Connecting Value Regimes: The Role of Brokers in the Transnational Used Clothing Economy
Friday, 11 July 2025: 13:45
Location: FSE005 (Faculty of Education Sciences (FSE))
Oral Presentation
Eva BOSSUYT, The Paris Institute for Political Studies (Sciences Po Paris), France
The ways organizations create and assign value have long been studied through the lens of global value chains. Drawing on this legacy, this paper examines the transnational circulation of used clothing in France, Chile, and Bolivia to analyze local-to-global processes of valuation and commodification. Ethnographic research in these three contexts provides the basis for analyzing the classification activities of brokers, with a particular emphasis on exporters in France and importers of used clothing in Chile and Bolivia. The materiality and value of this object are explored in various settings, from French collection bins and sorting warehouses to Chilean landfills and Bolivian street markets. This reconstitution of the social life of clothing enables the identification of intersections, frictions, and nodes of valuation across the Global North and South.

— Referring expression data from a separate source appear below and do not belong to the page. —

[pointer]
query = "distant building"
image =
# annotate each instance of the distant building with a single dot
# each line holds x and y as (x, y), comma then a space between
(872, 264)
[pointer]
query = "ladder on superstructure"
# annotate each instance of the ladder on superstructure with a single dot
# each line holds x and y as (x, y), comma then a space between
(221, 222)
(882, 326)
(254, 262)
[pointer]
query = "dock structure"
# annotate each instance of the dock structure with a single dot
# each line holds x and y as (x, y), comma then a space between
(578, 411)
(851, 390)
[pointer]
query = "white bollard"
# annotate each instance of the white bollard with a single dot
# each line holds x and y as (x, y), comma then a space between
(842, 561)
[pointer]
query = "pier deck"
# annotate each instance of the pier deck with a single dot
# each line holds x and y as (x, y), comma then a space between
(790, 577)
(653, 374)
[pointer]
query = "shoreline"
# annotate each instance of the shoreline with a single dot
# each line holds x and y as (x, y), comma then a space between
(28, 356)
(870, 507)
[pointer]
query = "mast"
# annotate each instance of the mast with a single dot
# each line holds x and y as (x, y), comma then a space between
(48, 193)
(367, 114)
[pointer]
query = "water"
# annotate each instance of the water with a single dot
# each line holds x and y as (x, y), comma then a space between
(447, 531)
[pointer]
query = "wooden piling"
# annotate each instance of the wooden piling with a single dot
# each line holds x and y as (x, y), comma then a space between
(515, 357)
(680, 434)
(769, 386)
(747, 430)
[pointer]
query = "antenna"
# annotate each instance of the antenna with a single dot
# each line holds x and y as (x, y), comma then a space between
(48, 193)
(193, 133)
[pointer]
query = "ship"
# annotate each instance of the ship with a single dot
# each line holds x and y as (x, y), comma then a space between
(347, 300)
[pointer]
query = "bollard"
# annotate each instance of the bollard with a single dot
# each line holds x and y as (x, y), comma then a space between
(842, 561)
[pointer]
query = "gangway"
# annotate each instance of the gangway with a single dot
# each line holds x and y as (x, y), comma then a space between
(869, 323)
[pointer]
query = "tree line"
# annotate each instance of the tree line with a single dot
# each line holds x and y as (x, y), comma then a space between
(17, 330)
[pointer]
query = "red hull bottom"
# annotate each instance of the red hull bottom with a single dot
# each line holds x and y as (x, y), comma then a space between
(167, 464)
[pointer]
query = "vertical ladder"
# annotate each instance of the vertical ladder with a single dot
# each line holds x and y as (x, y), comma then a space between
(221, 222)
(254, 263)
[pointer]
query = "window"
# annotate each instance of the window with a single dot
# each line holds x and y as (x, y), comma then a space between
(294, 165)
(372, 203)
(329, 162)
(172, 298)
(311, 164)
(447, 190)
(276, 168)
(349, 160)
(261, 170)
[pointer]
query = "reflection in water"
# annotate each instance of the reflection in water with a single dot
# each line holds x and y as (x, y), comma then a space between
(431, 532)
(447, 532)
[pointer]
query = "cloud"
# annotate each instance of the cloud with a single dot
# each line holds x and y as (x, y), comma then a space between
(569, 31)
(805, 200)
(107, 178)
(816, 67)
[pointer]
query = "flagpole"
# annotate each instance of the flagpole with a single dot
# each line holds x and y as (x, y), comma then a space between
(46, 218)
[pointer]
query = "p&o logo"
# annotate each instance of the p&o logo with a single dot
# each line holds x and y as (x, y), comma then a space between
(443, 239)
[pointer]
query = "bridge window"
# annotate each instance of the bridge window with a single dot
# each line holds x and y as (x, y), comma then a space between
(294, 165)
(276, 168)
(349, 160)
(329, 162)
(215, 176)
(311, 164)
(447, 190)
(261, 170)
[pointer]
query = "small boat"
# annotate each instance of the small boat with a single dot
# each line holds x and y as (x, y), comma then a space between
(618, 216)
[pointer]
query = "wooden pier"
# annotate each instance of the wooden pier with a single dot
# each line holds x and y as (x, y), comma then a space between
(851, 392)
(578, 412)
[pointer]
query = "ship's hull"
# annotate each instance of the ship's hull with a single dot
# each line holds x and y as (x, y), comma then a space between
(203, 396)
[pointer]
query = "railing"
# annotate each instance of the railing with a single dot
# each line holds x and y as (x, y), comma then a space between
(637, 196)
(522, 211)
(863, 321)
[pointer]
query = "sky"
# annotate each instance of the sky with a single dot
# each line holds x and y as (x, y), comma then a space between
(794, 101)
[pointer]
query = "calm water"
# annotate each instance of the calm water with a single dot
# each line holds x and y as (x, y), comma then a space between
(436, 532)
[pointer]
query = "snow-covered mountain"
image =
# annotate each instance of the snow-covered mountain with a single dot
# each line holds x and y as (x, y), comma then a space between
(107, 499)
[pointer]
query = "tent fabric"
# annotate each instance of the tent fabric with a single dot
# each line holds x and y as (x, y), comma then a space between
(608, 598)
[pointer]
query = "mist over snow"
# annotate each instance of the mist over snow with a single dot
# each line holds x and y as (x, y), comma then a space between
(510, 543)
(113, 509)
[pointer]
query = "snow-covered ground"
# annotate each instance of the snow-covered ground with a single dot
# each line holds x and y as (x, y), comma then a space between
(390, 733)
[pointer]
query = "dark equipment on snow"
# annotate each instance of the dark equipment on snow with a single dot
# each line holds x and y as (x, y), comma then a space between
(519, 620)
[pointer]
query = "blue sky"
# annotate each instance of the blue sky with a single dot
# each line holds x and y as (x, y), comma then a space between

The paper demonstrates that brokers in the used clothing value chain translate and connect different value regimes – through sorting and grading – to seize trade opportunities. I argue that this entrepreneurial strategy for capital accumulation coexists with a new grammar of worth under the Anthropocene, wherein the concept of circular economy serves as an industrial imperative for value extension and extraction.
This contribution highlights the importance of considering the mobility and diversity of used clothing – from unsold items to gifts and waste – in understanding the coexistence of value regimes, the peripheries of valuation processes, the boundaries of capitalist value, and the standardization and disputes over value regimes in transnational contexts.